The cause-and-effect of making sounds eventually helps the child connect with people. This helps the children develop "more meaningful relationships in their lives."
"This generalization is starting to happen with Anjali, and that is so exciting," says Lamont.
Weldon, who has been working with Anjali since October, says the girl now anticipates her weekly music therapy: "Her face just lights up when she's coming into the music room because she knows she's going to be part of this musical experience. Her focus on the screen has increased. Her attention span is going for a longer space of time."
When Anjali started, says Weldon, "I don't think she understood that she was the one making the music ... Now she knows what to expect."
`Music breaks through boundaries that have gagged people.' -Music therapist Fran Herman
There now is more variety in her movements as well, "she doesn't just move her head," Weldon says.
Lamont says the instrument helps participants "focus on ability rather than disability."
Lamont thinks that having the child's face reflected on the computer screen helps: "Sometimes I wonder if they see themselves as a rock star when they're playing."
Of course, music therapy is much older than computers. And the good-news stories have changed little over the years.
Across town, near Bloor and Dufferin Sts., Fran Herman sits at the Canadian Music Therapy Centre, where a dozen adult sufferers of cerebral palsy and related debilitating conditions are arriving by Wheel-Trans for their weekly group session. Herman, a kindly grandmother figure, says she was one of four music therapists in Canada when she began practising in the early 1950s.
Two of the people who have arrived for the group session, now in their 30s, were in her care as children.
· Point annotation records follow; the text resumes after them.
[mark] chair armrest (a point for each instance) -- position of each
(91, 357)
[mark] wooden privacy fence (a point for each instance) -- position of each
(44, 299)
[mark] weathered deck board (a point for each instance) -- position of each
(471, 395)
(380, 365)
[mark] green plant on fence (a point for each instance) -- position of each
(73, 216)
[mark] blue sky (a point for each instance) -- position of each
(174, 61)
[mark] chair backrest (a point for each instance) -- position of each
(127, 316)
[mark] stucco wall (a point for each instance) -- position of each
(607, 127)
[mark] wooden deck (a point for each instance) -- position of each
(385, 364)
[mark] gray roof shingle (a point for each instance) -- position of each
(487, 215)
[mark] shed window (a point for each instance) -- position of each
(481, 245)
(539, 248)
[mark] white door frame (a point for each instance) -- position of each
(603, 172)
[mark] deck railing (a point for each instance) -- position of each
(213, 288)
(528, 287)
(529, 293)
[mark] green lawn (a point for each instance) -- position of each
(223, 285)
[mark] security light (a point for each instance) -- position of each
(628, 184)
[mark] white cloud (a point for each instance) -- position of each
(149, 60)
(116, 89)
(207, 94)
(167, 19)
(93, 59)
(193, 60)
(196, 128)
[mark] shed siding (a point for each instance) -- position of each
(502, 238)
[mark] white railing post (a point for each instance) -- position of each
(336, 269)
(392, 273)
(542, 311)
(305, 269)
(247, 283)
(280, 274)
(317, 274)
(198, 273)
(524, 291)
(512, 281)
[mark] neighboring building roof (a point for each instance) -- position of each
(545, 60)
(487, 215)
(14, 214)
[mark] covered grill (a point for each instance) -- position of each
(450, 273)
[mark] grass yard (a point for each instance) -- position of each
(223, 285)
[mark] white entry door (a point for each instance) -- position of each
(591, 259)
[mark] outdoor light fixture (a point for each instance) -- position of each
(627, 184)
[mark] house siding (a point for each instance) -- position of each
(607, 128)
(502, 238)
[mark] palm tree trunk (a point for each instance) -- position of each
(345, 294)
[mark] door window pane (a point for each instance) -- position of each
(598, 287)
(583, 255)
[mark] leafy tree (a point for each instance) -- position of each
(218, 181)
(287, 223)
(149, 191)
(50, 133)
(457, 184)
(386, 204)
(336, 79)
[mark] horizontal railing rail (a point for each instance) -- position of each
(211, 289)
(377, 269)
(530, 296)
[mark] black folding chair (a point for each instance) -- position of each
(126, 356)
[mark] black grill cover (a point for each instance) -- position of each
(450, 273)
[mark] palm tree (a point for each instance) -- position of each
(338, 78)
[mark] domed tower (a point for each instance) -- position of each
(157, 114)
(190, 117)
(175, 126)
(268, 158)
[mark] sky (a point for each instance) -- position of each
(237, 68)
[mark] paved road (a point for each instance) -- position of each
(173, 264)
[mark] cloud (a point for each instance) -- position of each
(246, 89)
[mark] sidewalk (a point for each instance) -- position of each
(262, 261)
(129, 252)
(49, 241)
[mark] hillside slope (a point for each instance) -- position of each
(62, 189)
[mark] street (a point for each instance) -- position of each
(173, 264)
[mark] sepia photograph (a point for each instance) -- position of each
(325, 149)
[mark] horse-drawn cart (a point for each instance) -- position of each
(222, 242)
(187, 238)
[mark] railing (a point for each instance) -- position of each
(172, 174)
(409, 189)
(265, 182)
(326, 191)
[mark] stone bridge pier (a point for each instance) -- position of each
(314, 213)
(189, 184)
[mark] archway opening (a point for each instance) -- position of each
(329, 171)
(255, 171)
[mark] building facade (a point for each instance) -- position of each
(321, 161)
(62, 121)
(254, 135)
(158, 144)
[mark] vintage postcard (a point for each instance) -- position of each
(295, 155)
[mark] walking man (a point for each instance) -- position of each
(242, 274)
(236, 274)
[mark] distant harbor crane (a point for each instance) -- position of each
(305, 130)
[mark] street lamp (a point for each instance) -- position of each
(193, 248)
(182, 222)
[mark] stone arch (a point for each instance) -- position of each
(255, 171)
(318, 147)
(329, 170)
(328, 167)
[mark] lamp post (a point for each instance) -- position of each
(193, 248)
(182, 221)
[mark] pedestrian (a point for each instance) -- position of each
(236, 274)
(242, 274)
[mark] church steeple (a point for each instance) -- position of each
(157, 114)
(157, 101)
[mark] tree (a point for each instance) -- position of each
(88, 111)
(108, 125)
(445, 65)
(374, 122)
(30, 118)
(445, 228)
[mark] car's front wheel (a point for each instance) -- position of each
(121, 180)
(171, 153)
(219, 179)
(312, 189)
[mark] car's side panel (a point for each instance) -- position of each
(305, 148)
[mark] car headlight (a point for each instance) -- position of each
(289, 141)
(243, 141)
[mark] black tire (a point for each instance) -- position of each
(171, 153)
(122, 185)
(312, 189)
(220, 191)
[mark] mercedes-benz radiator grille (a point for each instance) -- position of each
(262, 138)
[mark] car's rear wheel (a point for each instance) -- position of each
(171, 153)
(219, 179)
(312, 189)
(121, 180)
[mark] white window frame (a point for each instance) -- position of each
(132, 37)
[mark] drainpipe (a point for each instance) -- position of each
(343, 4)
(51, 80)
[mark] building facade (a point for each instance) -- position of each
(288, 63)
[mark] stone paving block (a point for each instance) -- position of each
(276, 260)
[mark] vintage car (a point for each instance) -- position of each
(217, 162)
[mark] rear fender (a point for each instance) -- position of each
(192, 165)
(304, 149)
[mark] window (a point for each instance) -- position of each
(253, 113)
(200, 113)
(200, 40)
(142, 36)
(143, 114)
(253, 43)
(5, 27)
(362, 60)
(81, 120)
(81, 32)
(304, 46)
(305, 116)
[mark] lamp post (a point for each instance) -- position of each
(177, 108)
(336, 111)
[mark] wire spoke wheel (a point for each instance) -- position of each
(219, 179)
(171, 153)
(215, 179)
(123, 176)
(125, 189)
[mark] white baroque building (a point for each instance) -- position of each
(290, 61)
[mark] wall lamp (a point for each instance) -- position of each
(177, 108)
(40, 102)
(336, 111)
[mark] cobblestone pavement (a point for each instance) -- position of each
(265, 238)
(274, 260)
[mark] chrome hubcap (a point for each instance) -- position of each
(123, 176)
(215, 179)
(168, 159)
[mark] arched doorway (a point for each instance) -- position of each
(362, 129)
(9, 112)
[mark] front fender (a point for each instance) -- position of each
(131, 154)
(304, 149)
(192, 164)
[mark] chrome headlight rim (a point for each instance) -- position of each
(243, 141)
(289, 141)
As in the case of Anjali, the adults are encouraged to make their own sounds — with guitars and percussion instruments.
It's a merry cacophony. Even people who appeared vacant-eyed at the start of the session are smiling, singing or moving parts of their bodies.
The effect is magical.
What makes this treatment so special, says Herman, is that "music breaks through boundaries that have gagged people."
This spurred Herman to found the Canadian Music Therapy Trust Fund 10 years ago.
The organization has a broad range of activities, including providing financial aid to therapy students and funding therapy initiatives across the country.
Laurel Young, the Music Therapy Centre's co-ordinator, says it also works in palliative care and with Alzheimer's patients.
Young explains that music is so deeply embedded in our brains that, even when someone can no longer speak, it still allows a person to make a connection outside of themselves.
In the case of Alzheimer's, for example, the person wakes up one day and can no longer understand what is being spoken around them, says Young.
"It's like being in a foreign country. Then, suddenly, they discover that music is a language you can understand."
Says Herman: "Have you ever heard of a human culture where a mother doesn't croon to her child?"
Back at Bloorview, after many minutes of gently singing to Anjali while Lamont plays gentle background music on a synthesizer, Weldon gets out a drum and begins to tap it.
Anjali's ill-co-ordinated left hand stiffens slightly.
Her fingers reach out toward the drum's surface and her index finger begins to tap in unison with Weldon's hand.
The smile on the face of Anjali's mother — and everyone else in the room — says more than any research study ever could.